Kombinationstherapie zur Behandlung aggressiver Tumoren

Christian Kosan und seine Kolleginnen und Kollegen wollen die neu gewonnenen Erkenntnisse nun auch auf andere Tumorarten übertragen. „Wir wissen bereits, dass ,Myc‘ nicht nur bei B-Zell-Lymphomen, sondern auch bei vielen anderen Krebsarten eine Rolle spielt.“ Daher wollen die Forschenden untersuchen, ob der Einsatz von „Marbostat 100“ auch zur Behandlung anderer Tumorzellen geeignet sein könnte. Langfristiges Ziel sei es, eine Kombinationstherapie zur Behandlung aggressiver Krebsarten zu entwickeln.
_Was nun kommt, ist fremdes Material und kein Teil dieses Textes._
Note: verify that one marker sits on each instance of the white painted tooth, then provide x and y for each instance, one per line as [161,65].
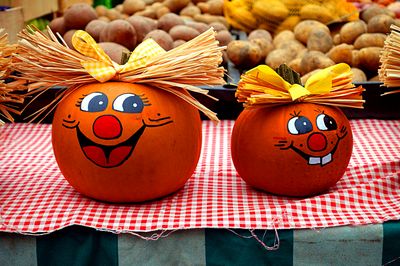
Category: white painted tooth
[327,159]
[314,160]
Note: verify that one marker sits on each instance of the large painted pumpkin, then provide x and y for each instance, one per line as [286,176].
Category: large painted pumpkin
[298,149]
[123,142]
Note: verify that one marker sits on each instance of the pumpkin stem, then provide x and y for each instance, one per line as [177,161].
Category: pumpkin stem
[288,74]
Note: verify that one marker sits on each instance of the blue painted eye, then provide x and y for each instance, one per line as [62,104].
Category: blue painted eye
[299,125]
[326,122]
[94,102]
[128,103]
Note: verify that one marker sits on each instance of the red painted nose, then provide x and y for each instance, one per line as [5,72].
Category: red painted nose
[107,127]
[316,142]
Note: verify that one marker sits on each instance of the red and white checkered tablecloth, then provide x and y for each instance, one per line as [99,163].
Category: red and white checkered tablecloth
[35,198]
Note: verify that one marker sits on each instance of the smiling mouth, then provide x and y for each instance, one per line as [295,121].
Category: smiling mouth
[108,156]
[315,160]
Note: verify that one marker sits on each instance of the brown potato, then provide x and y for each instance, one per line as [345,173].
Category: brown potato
[114,51]
[304,28]
[315,59]
[168,21]
[277,57]
[58,25]
[380,24]
[351,30]
[132,6]
[162,38]
[283,36]
[142,26]
[121,32]
[183,32]
[260,34]
[358,75]
[319,40]
[95,27]
[244,53]
[77,16]
[370,40]
[368,58]
[342,53]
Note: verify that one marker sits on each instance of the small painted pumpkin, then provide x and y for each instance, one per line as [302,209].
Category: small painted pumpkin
[297,149]
[123,142]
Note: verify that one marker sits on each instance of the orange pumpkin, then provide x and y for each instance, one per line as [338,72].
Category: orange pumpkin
[123,142]
[297,149]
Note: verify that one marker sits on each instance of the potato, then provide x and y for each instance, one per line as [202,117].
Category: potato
[95,27]
[183,32]
[121,32]
[178,42]
[168,21]
[283,36]
[293,46]
[114,51]
[342,53]
[68,38]
[224,37]
[162,38]
[368,58]
[142,26]
[319,40]
[304,28]
[375,10]
[265,46]
[218,26]
[244,54]
[77,16]
[190,11]
[351,30]
[176,5]
[358,75]
[315,59]
[199,26]
[101,10]
[58,25]
[277,57]
[370,40]
[295,64]
[380,23]
[260,34]
[132,6]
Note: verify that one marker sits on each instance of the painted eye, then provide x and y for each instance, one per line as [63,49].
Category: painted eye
[128,103]
[299,125]
[326,122]
[94,102]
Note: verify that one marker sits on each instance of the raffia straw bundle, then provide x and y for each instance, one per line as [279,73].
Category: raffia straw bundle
[7,98]
[253,91]
[44,62]
[389,71]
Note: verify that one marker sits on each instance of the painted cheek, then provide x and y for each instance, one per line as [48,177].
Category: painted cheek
[317,142]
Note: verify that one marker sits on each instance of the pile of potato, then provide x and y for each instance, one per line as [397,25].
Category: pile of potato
[312,45]
[169,22]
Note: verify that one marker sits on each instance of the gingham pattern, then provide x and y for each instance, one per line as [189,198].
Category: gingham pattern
[35,197]
[101,67]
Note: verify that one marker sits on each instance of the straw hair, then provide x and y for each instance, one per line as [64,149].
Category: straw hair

Bisher werden B-Zell-Lymphome mit aggressiven Chemotherapeutika behandelt, die aber meist ebenso starke Nebenwirkungen haben. „Wir wollen versuchen, durch Therapeutika wie den Enzyminhibitor „Marbostat 100“, das Tumorwachstum so zu verlangsamen, dass die Chemotherapeutika in geringerer Dosierung oder über einen kürzeren Zeitraum verabreicht werden können und damit auch geringere Nebenwirkungen zu erwarten sind“, sagt Christian Kosan.